SQL Server 2014 new features

New In-Memory OLTP Engine
               By far the most important new feature in SQL Server 2014 is the In-Memory OLTP engine (formerly code-named Hekaton). By moving select tables and stored procedures into memory, you can drastically reduce I/O and improve performance of your OLTP applications.
               The In-Memory OLTP engine is designed for high concurrency and uses a new optimistic concurrency control mechanism to eliminate locking delays. The In-Memory OLTP tables are copied into memory and made durable by transaction log writes to disk. An all-new lock-free engine processes the transactions for memory-resident tables. Stored procedure performance is improved by compiling the stored procedures into native code DLLs. 
               Some of the data types that aren't supported for memory-optimized tables include geography, hierarchyid, image, text, ntext, varchar(max), and xml. In addition, several database features can't be used with the new In-Memory OLTP capability. Database mirroring, snapshots, computed columns, triggers, clustered indexes, identity columns, FILESTREAM storage, and FOREIGN KEY, CHECK, and UNIQUE constraints aren't supported.  In-Memory OLTP won't be supported on the SQL Server 2014 Standard edition.
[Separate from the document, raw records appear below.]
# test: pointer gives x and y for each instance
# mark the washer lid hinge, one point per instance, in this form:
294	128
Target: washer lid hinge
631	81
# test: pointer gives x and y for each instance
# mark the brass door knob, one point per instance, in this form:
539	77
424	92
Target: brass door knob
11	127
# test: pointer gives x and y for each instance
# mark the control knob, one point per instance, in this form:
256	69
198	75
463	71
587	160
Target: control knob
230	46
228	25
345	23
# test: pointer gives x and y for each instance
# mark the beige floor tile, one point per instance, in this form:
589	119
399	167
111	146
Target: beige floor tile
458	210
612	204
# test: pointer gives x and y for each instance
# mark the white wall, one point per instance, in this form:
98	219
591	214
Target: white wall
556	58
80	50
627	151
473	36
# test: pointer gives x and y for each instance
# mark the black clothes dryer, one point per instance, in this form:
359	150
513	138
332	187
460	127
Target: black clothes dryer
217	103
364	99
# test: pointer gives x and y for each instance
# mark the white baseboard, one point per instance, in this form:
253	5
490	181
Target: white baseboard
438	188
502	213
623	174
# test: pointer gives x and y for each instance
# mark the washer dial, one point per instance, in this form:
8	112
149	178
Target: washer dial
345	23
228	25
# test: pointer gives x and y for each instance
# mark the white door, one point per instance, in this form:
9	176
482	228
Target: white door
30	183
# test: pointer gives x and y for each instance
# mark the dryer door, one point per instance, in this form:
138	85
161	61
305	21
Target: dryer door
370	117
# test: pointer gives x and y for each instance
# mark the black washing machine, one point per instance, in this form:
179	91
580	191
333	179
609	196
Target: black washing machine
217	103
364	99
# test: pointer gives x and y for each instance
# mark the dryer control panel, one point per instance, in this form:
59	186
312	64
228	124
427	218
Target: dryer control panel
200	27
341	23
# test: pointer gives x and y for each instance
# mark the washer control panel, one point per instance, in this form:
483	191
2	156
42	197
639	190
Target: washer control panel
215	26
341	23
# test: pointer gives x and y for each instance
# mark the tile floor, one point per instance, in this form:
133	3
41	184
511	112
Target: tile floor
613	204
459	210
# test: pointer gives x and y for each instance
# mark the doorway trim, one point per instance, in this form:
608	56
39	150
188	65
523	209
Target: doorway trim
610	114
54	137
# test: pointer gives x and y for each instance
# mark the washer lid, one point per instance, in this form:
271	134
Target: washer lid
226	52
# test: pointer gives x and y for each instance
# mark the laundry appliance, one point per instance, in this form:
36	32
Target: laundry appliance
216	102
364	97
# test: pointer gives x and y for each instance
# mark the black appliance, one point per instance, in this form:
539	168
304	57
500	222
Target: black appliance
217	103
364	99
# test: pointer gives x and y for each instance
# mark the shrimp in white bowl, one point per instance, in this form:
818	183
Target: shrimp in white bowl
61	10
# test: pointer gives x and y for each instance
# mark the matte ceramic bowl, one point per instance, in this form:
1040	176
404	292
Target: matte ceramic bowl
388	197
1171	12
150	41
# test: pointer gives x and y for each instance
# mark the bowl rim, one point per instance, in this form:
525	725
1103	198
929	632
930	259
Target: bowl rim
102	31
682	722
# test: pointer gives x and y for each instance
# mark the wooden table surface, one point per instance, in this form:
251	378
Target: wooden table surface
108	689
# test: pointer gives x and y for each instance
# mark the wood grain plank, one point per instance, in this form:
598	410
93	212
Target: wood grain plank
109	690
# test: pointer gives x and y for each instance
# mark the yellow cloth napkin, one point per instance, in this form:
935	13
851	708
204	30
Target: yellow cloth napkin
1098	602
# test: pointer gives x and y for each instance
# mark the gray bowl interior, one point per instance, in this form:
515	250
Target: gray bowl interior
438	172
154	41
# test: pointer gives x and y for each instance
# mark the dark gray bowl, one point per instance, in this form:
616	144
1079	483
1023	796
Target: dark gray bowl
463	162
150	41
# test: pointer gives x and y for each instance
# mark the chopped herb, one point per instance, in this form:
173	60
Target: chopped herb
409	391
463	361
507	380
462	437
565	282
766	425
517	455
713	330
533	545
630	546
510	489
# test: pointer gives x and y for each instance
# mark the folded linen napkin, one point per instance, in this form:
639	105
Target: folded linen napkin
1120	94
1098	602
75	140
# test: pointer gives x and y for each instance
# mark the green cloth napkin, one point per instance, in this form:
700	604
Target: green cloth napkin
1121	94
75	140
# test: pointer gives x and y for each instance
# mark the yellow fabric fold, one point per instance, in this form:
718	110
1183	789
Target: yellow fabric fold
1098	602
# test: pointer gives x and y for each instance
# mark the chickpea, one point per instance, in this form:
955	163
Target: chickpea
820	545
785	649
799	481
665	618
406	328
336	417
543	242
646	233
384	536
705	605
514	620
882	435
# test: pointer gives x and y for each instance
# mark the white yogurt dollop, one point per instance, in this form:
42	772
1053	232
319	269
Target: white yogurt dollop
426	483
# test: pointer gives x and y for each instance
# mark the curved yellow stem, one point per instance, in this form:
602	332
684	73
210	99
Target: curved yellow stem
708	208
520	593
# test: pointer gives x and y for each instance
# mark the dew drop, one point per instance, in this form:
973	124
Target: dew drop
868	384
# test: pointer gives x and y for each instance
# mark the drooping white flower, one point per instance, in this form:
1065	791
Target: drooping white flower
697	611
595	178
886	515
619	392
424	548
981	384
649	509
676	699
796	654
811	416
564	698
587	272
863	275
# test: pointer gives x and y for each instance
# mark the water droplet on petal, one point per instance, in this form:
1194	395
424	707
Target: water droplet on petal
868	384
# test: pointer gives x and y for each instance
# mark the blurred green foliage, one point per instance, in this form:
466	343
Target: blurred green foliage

Updateable Columnstore Indexes
               Columnstore indexes are another of Microsoft's high performance in-memory technologies. Microsoft introduced the columnstore index in SQL Server 2012 to provide significantly improved performance for data warehousing types of queries. The new updateable columnstore index enables updates to be performed to the underlying table without first needing to drop the columnstore index. A SQL Server 2014 columnstore index must use all of the columns in the table, and it can't be combined with other indexes.

Delayed Durability
               Delayed Durability (DD to shorten) is basically asynchronous committing. What this means is that SQL Server is NOT going to wait until the log records of a given transaction are hardened on permanent storage, instead it’s going to return from the COMMIT instruction as soon as the records are placed in the log buffer in memory.
               Since DD doesn’t make SQL wait for permanent storage it can increase throughput by removing WRITELOG waits. Also, when used, SQL will accumulate delayed durable records in memory until the log buffer is full or until a fully durable COMMIT comes in. This means that in general, it will be doing less IO to the log compared to the same workload with DD turned OFF.

               Indeed, with DD there is a possibility that you could have data loss. This is because there are moments in time where a server could crash while some delayed durable records were in memory but not yet hardened to disk. My recommendation to our clients is this one: think of what data you would want to have MOST of it, but would be fine if you lost SOME of it.